Career NFL statistics
- Receptions: 10
- Receiving yards: 186
- Receiving touchdowns: 1
- Stats at Pro Football Reference

= Lestar Jean =

American football player (born 1988)

Lestar Jean (born February 5, 1988) is an American former professional football player who was a wide receiver in the National Football League (NFL). He has also played for the Minnesota Vikings and Houston Texans. He played college football for the Florida Atlantic Owls.

==Professional career==

===Houston Texans===
Jean signed with the Houston Texans as an undrafted free agent after the 2011 NFL lockout concluded.
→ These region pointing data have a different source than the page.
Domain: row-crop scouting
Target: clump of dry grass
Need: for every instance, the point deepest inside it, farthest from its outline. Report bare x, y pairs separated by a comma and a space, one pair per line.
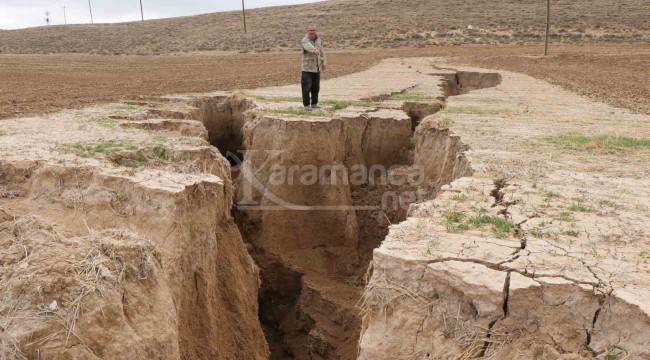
84, 267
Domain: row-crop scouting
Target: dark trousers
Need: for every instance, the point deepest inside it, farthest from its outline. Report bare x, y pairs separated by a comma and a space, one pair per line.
310, 86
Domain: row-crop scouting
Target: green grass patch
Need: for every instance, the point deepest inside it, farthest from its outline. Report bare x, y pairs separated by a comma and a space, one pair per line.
564, 216
601, 142
279, 99
334, 104
500, 226
298, 112
579, 208
411, 97
550, 195
125, 107
474, 110
571, 232
458, 221
102, 147
106, 122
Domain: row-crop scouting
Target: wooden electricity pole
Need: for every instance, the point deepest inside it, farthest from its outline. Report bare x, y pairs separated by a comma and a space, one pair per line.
243, 9
548, 25
91, 12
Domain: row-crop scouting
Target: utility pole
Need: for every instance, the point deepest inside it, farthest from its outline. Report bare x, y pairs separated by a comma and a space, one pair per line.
243, 9
91, 12
548, 25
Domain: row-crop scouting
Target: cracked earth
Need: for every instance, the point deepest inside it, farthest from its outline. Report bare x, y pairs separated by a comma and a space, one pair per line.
515, 247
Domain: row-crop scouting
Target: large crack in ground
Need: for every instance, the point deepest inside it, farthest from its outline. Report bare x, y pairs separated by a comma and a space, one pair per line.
294, 328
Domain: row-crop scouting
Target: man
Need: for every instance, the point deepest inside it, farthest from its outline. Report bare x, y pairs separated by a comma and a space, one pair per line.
313, 62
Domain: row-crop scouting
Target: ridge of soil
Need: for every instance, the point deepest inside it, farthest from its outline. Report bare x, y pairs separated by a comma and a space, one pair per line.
37, 84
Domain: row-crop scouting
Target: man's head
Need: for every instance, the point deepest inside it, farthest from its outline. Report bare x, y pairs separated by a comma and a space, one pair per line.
312, 31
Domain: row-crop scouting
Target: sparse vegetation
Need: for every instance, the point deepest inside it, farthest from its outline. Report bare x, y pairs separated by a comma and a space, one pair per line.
102, 147
571, 232
411, 97
298, 112
106, 122
579, 207
564, 216
476, 110
458, 221
600, 142
121, 107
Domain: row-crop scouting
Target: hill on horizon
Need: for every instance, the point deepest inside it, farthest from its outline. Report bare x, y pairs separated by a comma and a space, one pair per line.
350, 24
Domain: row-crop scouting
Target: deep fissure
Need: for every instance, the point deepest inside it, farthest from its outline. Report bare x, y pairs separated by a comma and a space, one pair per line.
295, 300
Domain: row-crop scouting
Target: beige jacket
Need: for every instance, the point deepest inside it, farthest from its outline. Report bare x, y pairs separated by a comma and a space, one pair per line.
311, 62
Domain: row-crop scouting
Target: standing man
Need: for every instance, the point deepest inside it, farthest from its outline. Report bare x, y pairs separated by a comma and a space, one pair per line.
313, 62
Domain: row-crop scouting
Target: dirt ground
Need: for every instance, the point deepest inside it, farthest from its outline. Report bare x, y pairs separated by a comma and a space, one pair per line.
35, 84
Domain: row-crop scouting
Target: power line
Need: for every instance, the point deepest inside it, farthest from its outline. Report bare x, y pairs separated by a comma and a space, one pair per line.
243, 9
548, 25
91, 12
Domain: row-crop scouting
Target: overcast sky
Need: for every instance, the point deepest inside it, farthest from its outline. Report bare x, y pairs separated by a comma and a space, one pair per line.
16, 14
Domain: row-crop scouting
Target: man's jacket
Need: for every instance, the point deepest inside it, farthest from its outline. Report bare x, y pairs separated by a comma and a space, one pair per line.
311, 62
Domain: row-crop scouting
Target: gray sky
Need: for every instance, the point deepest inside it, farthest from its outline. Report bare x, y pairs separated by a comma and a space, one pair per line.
16, 14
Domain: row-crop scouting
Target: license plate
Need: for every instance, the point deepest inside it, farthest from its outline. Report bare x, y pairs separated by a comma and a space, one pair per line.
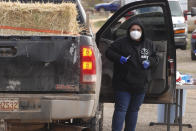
9, 104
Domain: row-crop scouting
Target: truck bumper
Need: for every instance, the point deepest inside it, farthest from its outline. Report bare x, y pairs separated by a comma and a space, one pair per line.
34, 107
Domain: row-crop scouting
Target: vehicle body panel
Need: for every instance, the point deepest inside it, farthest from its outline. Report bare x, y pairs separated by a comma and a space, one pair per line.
158, 27
44, 72
193, 45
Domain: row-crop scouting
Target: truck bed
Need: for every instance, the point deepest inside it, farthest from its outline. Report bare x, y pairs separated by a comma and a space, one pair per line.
39, 64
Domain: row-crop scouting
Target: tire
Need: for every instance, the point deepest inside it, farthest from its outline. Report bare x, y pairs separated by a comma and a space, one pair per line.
193, 57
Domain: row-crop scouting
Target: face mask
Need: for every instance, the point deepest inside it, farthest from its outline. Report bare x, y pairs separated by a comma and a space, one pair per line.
135, 35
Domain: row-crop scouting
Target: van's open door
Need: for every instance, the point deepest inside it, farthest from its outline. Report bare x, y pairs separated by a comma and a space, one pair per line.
156, 18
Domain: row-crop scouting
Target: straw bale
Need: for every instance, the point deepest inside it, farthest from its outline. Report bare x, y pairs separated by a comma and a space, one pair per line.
43, 16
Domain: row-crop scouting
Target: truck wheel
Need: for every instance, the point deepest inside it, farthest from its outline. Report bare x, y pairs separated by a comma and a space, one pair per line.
193, 57
95, 123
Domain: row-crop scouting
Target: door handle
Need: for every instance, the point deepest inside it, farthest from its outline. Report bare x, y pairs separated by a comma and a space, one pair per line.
8, 51
171, 65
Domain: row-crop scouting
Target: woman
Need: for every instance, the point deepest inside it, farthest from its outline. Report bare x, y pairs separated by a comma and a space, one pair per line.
134, 56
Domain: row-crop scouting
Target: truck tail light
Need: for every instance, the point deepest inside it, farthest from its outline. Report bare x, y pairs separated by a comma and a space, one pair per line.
87, 64
194, 35
179, 31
After spending the entire 2011 season on injured reserve due to a shoulder injury suffered in the preseason, Jean began the 2012 season as the team's fourth wide receiver. In week 13 against the Tennessee Titans, Jean caught a 54-yard pass from Matt Schaub for his first career touchdown. It was Jean's only reception of the game.

===Minnesota Vikings===
The Minnesota Vikings signed Jean on April 8, 2014.

===Orlando Predators===
On November 6, 2015, Jean was assigned to the Orlando Predators of the Arena Football League. On March 18, 2016, Jean was placed on recallable reassignment.